Esther: a woman of faith
God is not mentioned in the Book of Esther, but Mordecai’s words, "relief and deliverance for the Jews will arise from another place" (Esther 4:14), suggest that God was in full control.
Mordecai, Esther’s uncle, was wise enough to tell her not to disclose that she was a Jew, and Esther continued to follow his instructions as she had done as a child. When Mordecai found out about a plot about King Xerxes to kill him, he told Esther and she gave the credit to Mordecai when she reported back to the king. Esther found favour with the king, but would not return to him, unless he summoned her. No doubt she remembered what had happened when Vashti had refused to go to the king when he summoned her.
When Haman was given a high position in the king’s court, Mordecai would not bow down to him. Having found out that Mordecai was a Jew, Haman wanted to kill him and all the Jews, which included Esther. Mordecai asked Esther to help by begging for mercy for the Jews, but she reminded him that anyone who went to the king without being summoned would be put to death "unless the king extends the gold sceptre to them" (4:11).
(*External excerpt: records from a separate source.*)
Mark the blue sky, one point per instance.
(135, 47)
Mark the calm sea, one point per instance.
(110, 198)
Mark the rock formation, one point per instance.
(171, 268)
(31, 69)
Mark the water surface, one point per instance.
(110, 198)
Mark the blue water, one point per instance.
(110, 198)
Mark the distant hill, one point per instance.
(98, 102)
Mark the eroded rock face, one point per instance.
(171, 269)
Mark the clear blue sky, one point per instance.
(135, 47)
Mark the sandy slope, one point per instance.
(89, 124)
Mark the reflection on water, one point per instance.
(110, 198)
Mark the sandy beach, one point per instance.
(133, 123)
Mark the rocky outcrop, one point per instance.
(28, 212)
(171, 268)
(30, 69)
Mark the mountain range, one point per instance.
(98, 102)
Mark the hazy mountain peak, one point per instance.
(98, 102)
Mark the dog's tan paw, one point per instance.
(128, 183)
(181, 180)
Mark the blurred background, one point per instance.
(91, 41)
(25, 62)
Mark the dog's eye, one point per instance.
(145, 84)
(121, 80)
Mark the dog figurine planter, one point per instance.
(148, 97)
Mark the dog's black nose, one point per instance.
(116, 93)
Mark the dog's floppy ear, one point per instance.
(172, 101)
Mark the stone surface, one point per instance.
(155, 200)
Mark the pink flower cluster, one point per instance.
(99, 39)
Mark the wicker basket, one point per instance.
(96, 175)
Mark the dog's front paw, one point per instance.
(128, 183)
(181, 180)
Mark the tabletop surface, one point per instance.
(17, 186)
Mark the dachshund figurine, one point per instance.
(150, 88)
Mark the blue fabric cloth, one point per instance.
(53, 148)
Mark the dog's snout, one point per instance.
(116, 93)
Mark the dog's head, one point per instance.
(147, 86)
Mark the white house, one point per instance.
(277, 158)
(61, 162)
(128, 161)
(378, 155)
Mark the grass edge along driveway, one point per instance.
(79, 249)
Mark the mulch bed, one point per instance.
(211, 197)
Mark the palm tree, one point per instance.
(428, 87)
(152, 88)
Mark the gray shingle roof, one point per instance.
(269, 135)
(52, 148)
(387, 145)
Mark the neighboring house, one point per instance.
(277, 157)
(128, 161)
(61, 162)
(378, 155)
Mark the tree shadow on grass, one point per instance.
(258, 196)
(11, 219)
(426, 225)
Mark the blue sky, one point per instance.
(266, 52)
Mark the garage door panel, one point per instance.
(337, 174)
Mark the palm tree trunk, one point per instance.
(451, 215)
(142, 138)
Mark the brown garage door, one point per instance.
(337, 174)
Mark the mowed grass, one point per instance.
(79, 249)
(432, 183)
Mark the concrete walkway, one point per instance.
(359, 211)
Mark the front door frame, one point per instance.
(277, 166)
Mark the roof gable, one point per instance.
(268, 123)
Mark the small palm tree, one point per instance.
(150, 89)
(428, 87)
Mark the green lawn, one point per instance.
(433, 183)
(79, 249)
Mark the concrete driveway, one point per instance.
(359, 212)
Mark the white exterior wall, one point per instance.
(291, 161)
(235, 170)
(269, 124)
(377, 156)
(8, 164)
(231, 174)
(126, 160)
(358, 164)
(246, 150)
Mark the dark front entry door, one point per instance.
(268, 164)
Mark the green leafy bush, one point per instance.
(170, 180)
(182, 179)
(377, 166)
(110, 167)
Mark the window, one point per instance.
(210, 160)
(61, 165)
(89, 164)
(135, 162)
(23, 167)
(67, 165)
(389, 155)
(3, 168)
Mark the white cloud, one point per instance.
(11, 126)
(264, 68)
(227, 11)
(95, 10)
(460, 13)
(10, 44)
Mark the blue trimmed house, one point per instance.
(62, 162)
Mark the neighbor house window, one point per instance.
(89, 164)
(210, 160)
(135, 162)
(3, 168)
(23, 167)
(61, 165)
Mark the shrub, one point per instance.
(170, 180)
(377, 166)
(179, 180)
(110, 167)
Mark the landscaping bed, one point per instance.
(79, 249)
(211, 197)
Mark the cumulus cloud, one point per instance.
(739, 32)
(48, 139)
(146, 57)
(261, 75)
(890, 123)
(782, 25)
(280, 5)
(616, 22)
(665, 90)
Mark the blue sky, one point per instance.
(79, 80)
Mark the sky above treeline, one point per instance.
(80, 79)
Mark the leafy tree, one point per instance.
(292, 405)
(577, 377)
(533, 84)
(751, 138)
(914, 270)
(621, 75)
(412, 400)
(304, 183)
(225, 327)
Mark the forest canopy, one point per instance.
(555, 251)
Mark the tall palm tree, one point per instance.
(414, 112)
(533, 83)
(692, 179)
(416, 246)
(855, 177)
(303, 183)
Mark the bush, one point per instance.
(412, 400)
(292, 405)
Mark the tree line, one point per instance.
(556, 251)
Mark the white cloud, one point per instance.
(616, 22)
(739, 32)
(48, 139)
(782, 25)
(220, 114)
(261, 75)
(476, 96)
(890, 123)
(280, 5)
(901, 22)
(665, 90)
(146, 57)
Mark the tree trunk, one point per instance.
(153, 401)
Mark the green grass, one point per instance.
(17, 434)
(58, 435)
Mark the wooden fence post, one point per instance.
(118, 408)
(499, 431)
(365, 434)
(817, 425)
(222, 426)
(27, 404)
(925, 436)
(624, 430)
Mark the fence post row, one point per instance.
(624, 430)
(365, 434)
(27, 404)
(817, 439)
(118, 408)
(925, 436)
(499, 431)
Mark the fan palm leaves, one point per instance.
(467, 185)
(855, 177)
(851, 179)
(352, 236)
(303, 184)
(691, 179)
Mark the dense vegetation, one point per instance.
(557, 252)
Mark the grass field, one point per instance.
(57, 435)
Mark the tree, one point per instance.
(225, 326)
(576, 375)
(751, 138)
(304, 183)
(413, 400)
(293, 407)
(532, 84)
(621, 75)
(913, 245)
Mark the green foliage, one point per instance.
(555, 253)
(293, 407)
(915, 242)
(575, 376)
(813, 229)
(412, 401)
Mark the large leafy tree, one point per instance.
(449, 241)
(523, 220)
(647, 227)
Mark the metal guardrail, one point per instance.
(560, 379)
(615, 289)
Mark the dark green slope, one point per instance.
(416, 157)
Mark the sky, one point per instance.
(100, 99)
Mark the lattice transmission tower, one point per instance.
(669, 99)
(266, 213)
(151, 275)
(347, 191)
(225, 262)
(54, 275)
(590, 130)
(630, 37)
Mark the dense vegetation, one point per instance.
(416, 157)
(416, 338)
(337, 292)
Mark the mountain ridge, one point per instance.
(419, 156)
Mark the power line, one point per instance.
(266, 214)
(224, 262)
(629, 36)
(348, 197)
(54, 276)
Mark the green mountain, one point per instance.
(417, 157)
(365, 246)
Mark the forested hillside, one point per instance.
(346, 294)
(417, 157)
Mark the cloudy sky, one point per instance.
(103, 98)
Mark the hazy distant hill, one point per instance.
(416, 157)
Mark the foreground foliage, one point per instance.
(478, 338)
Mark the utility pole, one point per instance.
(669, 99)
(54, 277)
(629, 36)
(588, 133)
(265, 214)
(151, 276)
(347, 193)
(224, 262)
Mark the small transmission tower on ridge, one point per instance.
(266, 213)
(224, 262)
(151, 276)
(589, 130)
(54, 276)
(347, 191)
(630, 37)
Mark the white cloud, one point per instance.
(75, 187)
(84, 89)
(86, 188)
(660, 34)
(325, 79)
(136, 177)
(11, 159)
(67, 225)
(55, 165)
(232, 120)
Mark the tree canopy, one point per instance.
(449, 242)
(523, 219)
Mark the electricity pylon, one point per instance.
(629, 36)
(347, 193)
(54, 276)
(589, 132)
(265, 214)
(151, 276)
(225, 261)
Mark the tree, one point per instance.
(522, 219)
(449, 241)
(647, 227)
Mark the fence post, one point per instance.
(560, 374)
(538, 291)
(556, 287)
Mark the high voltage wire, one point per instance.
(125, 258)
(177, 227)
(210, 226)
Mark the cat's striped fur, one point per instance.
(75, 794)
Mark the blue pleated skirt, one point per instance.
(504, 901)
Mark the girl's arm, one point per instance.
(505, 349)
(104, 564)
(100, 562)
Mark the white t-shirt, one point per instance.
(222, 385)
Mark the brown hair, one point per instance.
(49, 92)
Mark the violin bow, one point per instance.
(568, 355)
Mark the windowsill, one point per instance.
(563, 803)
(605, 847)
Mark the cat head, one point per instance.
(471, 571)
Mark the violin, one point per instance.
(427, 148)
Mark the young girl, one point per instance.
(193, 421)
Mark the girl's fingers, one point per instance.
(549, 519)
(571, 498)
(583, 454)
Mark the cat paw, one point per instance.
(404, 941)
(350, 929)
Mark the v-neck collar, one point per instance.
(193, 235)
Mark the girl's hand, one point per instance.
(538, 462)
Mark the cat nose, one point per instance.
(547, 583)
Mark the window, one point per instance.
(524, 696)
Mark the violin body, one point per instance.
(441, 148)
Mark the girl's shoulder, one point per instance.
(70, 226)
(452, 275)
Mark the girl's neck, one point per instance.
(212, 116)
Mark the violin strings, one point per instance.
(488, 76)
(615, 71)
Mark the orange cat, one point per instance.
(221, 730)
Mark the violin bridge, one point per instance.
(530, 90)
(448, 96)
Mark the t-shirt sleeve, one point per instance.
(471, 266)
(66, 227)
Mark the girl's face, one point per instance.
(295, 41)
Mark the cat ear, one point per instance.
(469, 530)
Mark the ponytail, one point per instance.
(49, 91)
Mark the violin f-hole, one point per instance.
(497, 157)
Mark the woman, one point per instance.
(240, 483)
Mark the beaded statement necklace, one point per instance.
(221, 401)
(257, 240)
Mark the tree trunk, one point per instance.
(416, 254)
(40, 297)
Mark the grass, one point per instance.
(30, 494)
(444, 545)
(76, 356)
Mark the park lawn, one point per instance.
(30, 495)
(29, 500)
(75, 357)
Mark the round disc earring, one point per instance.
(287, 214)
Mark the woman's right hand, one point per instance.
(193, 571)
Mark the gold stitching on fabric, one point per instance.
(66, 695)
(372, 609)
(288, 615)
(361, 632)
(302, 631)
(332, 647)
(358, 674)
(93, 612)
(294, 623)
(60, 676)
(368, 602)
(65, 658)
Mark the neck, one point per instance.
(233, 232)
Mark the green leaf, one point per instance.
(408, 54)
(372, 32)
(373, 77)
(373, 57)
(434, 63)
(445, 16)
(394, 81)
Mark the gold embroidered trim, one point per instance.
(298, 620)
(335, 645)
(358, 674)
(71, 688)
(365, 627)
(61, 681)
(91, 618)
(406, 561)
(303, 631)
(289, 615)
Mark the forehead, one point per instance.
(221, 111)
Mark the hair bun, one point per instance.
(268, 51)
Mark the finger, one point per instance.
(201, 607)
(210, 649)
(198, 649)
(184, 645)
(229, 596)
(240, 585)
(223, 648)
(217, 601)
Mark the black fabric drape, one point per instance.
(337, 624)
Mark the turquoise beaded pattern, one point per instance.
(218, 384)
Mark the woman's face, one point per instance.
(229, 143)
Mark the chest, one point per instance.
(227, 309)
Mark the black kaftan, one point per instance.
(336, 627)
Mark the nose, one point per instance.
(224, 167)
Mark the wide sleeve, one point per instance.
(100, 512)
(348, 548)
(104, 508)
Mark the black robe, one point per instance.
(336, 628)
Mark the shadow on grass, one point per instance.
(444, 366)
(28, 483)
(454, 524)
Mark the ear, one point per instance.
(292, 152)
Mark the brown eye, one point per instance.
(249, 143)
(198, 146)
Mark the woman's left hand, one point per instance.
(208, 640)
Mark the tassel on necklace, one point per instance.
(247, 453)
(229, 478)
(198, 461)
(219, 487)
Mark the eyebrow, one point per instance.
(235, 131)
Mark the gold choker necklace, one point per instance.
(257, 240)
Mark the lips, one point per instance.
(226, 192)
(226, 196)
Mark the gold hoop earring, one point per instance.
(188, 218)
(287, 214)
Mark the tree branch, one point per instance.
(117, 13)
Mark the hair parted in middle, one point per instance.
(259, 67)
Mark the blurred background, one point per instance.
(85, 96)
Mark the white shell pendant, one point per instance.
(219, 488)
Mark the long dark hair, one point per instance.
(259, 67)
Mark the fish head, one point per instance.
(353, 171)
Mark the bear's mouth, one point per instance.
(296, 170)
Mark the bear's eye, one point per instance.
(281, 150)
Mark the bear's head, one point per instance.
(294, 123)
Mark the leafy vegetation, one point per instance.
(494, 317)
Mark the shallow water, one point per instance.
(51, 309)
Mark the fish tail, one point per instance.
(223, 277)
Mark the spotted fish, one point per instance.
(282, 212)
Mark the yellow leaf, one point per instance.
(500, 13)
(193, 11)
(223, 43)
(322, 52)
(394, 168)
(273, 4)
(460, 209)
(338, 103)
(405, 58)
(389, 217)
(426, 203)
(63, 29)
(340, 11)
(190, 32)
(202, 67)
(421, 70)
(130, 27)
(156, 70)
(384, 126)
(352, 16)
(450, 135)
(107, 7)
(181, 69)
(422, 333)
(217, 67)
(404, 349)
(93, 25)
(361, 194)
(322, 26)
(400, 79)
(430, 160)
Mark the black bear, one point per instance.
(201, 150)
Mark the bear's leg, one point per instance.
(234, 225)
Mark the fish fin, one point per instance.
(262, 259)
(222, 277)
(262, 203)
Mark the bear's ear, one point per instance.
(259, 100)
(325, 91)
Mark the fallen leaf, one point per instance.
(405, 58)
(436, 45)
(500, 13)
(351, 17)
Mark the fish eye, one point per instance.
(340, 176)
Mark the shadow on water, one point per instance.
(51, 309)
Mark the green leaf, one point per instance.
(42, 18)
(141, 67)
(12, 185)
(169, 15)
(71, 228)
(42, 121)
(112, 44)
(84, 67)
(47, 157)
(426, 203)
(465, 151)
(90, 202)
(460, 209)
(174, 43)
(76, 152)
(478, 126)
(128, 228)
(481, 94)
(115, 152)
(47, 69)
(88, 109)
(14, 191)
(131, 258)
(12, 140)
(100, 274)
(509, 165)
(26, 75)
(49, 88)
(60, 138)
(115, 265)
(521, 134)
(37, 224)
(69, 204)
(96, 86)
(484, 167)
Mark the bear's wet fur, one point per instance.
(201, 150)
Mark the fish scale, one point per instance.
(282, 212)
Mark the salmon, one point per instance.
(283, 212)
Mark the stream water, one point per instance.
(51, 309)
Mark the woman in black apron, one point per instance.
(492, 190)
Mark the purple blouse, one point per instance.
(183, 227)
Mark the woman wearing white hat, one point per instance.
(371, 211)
Mordecai replied: "Do not think that because you are in the king’s house you alone of all the Jews will escape. For if you remain silent at this time, relief and deliverance for the Jews will arise from another place, but you and your father’s family will perish. And who knows but that you have come to your royal position for such a time as this?" (4:13-14).
Mordecai had seen that it was God’s purpose that Esther should be in the king’s house and be the means of saving the Jews. But how brave she was in a very difficult situation. She sent a reply back to her uncle Mordecai, "I will go to the king, even though it is against the law. And if I perish, I perish" (4:16).
Esther risked her life and went to the king. She found favour with him and consequently saved the Jews from destruction. So justice was done in accordance with God’s will and purpose.